Engineering is the career you didn't know you wanted: engineering students are second only to medics in securing full-time jobs and earning good salaries on graduation. It's a job where you get promoted quickly and have the satisfaction of making a real and tangible difference to the world we live in, be it designing waste-to-energy solutions, implementing smart city initiatives or providing solutions to humanitarian crises around the world.
And we don't have enough of them: governments of different political complexions, industry and universities have long worried about the looming shortfall of engineering talent. And we certainly don't have enough women: they account for just 8.2 per cent of professional engineers.
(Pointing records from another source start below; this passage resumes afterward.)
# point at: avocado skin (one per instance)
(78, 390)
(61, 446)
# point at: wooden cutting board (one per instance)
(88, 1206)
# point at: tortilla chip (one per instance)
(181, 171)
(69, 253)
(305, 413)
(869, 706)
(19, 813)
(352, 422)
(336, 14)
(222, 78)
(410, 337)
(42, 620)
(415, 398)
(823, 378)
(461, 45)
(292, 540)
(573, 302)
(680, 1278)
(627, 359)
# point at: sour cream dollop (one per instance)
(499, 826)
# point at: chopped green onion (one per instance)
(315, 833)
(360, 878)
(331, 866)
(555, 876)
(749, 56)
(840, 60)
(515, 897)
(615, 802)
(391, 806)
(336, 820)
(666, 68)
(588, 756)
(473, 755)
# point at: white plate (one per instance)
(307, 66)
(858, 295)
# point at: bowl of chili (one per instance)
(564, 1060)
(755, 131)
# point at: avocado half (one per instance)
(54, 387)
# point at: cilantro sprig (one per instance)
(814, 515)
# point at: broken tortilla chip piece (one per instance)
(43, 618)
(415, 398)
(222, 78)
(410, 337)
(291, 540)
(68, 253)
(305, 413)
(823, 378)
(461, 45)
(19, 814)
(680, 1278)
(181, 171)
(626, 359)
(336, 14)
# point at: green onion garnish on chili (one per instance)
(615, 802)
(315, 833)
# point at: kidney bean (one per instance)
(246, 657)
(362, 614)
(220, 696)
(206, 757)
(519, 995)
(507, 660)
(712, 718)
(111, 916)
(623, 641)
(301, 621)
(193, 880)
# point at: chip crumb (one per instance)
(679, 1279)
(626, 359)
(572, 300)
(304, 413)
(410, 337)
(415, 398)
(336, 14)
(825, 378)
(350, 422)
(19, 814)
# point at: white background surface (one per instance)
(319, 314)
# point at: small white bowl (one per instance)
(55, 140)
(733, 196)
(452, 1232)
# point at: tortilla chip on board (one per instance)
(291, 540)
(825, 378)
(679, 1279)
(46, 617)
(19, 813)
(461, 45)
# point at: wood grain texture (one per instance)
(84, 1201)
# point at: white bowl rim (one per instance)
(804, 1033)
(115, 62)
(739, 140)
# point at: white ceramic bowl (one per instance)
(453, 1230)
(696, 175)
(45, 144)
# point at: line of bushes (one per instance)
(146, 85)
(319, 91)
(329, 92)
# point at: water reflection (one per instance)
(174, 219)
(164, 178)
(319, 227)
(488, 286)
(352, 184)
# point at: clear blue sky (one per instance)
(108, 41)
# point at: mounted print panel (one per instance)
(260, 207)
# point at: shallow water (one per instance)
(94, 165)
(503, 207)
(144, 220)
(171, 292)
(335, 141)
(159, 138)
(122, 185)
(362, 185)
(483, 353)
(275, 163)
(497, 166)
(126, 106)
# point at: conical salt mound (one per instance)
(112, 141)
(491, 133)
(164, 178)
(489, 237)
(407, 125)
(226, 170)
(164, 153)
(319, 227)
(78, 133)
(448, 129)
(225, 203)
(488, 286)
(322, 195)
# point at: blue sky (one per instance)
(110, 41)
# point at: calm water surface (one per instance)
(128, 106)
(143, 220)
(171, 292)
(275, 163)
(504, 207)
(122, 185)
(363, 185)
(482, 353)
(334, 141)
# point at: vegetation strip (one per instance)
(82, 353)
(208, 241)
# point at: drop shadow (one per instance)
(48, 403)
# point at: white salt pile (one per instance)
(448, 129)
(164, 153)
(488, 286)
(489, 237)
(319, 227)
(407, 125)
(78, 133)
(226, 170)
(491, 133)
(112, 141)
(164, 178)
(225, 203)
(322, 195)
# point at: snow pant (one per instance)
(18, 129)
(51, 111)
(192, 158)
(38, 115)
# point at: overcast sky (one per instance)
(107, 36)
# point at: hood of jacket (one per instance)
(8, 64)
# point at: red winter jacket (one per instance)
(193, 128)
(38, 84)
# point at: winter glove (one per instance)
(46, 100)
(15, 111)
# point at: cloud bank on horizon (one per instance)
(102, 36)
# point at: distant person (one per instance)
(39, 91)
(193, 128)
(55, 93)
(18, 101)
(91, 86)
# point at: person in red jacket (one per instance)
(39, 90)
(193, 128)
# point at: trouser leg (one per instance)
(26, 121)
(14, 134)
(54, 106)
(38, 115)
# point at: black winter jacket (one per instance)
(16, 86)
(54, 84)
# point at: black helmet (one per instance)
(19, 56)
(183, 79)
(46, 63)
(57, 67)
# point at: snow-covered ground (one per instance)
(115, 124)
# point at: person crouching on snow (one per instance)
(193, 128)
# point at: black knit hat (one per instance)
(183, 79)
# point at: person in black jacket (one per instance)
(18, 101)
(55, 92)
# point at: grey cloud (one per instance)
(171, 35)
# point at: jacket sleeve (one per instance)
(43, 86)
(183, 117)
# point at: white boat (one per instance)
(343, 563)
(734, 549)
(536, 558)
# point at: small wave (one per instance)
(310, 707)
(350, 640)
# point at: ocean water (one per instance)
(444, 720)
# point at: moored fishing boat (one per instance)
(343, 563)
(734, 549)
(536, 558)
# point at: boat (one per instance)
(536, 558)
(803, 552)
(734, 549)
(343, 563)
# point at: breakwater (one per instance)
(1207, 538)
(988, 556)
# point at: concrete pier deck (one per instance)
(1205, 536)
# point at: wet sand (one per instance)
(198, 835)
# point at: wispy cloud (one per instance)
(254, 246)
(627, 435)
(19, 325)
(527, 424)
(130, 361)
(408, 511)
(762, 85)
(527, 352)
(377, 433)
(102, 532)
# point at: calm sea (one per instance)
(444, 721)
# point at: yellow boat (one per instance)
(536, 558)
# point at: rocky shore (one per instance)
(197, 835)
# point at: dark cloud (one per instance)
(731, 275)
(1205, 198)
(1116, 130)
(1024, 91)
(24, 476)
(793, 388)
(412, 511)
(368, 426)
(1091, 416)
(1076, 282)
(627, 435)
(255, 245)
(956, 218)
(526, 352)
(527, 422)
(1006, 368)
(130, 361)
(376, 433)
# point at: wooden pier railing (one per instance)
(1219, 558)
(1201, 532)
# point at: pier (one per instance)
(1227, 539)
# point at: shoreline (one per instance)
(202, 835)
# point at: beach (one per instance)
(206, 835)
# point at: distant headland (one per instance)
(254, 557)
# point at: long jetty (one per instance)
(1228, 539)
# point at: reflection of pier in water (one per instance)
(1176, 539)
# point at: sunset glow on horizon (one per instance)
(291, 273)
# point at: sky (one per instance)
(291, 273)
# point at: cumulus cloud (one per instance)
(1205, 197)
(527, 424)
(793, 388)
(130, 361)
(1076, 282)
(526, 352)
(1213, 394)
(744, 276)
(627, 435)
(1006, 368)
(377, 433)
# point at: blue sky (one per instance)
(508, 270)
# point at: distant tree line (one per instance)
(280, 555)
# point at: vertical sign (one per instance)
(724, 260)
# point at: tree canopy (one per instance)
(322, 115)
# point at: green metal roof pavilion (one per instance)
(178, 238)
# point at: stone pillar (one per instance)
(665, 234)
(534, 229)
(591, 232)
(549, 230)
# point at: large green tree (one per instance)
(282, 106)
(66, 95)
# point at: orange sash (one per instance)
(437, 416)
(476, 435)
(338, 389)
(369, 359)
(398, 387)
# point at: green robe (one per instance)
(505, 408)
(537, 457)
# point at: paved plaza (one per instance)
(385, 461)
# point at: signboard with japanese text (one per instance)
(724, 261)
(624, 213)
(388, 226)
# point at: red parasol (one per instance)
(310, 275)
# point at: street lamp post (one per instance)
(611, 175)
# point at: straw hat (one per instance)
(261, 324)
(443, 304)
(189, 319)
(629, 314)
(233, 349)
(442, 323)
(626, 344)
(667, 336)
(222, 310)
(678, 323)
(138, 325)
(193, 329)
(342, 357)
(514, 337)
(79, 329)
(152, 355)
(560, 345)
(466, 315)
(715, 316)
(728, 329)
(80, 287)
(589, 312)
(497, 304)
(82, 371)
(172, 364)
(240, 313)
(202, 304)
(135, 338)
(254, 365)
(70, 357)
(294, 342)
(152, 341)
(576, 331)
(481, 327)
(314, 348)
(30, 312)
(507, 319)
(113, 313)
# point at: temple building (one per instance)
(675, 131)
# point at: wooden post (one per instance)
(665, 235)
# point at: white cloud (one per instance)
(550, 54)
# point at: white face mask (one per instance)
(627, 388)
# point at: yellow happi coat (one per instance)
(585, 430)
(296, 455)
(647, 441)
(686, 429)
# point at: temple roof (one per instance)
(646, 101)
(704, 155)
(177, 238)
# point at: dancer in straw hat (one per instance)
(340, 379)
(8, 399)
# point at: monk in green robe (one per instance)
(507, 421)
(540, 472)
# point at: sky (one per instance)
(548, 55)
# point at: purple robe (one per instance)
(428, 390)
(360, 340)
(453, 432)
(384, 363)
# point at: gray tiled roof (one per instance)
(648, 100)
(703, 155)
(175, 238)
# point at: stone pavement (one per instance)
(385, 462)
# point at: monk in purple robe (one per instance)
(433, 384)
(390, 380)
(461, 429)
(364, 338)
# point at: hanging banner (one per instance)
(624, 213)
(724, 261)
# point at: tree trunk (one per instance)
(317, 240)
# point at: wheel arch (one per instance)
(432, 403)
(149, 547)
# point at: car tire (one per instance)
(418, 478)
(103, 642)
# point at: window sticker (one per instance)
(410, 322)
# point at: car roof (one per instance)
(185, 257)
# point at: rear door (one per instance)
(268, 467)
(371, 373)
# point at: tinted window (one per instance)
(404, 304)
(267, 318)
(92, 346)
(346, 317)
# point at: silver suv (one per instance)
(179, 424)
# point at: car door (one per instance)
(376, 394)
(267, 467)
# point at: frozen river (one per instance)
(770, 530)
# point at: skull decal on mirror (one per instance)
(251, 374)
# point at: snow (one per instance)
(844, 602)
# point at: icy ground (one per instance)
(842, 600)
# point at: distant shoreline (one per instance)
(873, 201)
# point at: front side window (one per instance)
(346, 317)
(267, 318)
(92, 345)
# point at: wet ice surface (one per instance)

This matters: the big problems facing our planet will require the pooling of the brightest minds and most creative problem-solvers. “Innovation requires diversity so you get a range of thinking and different strengths,” says Dawn Bonfield of the Women's Engineering Society (WES), which was founded in 1919 and, almost 100 years later, finds the proportion of women working in engineering has barely changed.
“Engineering isn't visible enough to young people at school. It's not taught as a subject and people aren't clear about what professional engineers do,” explains Bonfield. “The second problem is the stereotypes we have about girls and boys; it starts very young, in the toys we give them, what they pick up in school. We will not make the big step change until we start to address these societal issues.”
This is echoed by Bola Fatimilehin, head of diversity at the Royal Academy of Engineering, who says the pervasive culture of gender stereotypes subtly but powerfully shapes educational and career choices from a young age. It doesn't have to be like this: Fatimilehin highlights research showing the UK has lowest proportion of female engineering professionals in the EU. “Schools need to challenge these stereotypes and we need better careers advice for young people,” she says.
Those charged with getting more girls into engineering say we need to consider more disruptive changes: make science compulsory until 18 or provide financial incentives for those who study engineering at undergraduate level.
From the US, there are signs that programmes which promote the societal good of engineering can overturn gender stereotypes: UC Berkeley, Arizona State University and the inter-disciplinary D-Lab at M.I.T. report such courses see significant uplift in female enrolment.
It worked for medicine, where women now outnumber men at undergraduate level. Could it work for engineering, where just 16 per cent of undergraduates are women?